Australia and Greece contributed 110 and 63 personnel to United Nations Peacekeeping Missions.
May | Anthropologist Dr Ian Frazer, along with 50 Australians and New Zealanders (Anzac Descendants) erected a memorial at the Tripiti Gorge in southern Crete, as a tribute to the Greek people and the Anzacs who managed to evade capture some two years after the Nazi occupation until rescue in 1943.
It is estimated between 1000 and 1500 Anzacs evaded the Nazis with the help of the Cretan people. Along with Dr Frazer and the Anzac families, private donors from the Greek Australian community have been instrumental in the creation of Tripiti Memorial.
Tripiti Gorge Monument
June | Work by Keith Rossi, Victoria’s RSL historian, Melbourne military historian Carl Johnson, amateur historian Maria Cameron and Newcastle schoolteacher Tom Tsamouras has provided enough evidence that there are approximately 20 Anzacs that are buried in unmarked graves near the town of Vevi in northern Greece. The Greek government announced it plans to fund a dig at a site near where the 20 Anzacs are believed to have been buried anonymously in 1941.

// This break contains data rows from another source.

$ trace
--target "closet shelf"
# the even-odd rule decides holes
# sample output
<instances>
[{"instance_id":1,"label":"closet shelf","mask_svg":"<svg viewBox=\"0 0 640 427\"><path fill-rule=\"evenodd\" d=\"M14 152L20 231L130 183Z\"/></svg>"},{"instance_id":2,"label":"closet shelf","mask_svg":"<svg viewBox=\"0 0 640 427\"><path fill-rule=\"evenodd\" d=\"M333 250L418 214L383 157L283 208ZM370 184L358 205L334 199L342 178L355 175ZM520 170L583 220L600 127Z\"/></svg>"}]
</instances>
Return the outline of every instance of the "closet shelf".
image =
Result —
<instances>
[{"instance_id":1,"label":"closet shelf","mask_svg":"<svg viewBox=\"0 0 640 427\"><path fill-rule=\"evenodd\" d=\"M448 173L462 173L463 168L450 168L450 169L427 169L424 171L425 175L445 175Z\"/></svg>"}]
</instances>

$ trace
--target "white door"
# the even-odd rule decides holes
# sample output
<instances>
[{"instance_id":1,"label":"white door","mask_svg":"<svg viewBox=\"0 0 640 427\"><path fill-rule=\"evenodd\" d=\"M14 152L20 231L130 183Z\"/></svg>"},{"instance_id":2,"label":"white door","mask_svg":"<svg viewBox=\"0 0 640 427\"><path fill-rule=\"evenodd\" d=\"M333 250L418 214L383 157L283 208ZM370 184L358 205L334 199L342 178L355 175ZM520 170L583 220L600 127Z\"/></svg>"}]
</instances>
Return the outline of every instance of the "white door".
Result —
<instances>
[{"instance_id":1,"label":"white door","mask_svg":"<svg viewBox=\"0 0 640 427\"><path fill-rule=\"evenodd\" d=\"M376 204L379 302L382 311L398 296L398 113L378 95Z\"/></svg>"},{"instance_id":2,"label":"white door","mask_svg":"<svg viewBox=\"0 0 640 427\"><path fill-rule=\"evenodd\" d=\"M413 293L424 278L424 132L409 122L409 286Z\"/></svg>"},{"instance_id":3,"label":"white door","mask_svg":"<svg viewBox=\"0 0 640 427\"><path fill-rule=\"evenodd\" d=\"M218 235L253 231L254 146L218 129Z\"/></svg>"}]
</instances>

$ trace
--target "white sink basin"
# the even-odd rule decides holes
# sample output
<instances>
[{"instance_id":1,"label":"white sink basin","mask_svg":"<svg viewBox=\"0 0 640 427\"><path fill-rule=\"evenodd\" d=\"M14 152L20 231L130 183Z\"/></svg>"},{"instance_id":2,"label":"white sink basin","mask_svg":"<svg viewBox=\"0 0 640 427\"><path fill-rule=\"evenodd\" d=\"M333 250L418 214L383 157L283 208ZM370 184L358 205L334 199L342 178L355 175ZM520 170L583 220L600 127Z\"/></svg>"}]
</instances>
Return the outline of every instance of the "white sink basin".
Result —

6 December | Dr Maria Hill and the Joint Committee for the Battle of Crete and the Greek Campaign convened an Academic symposium in honour of the 70th anniversary of the Greek and Crete campaigns in WWII. It was sponsored and held at the State Parliament of NSW exploring aspects of Australia’s wartime relationship with Greece and its repercussions. The eminent speakers included Dr Ian Frazer - author of On the run - Anzac Escape and Evasion in Enemy-occupied Crete ,Archaeologist Dr Michael Bendon who gave a presentation on the two landing craft wrecks at Phalasarna in western Crete, Dr Brian Taaffe talking about The Gate Keepers of Galatas, author and art historian Susanna De Vries who talked on the extraordinary life and refugee aid work of Joice Nan Kivell (1887-1982) and Professor Joy Damousi, gave the keynote speech “The Greek Civil War, the United Nations and Australia: an Untold History “.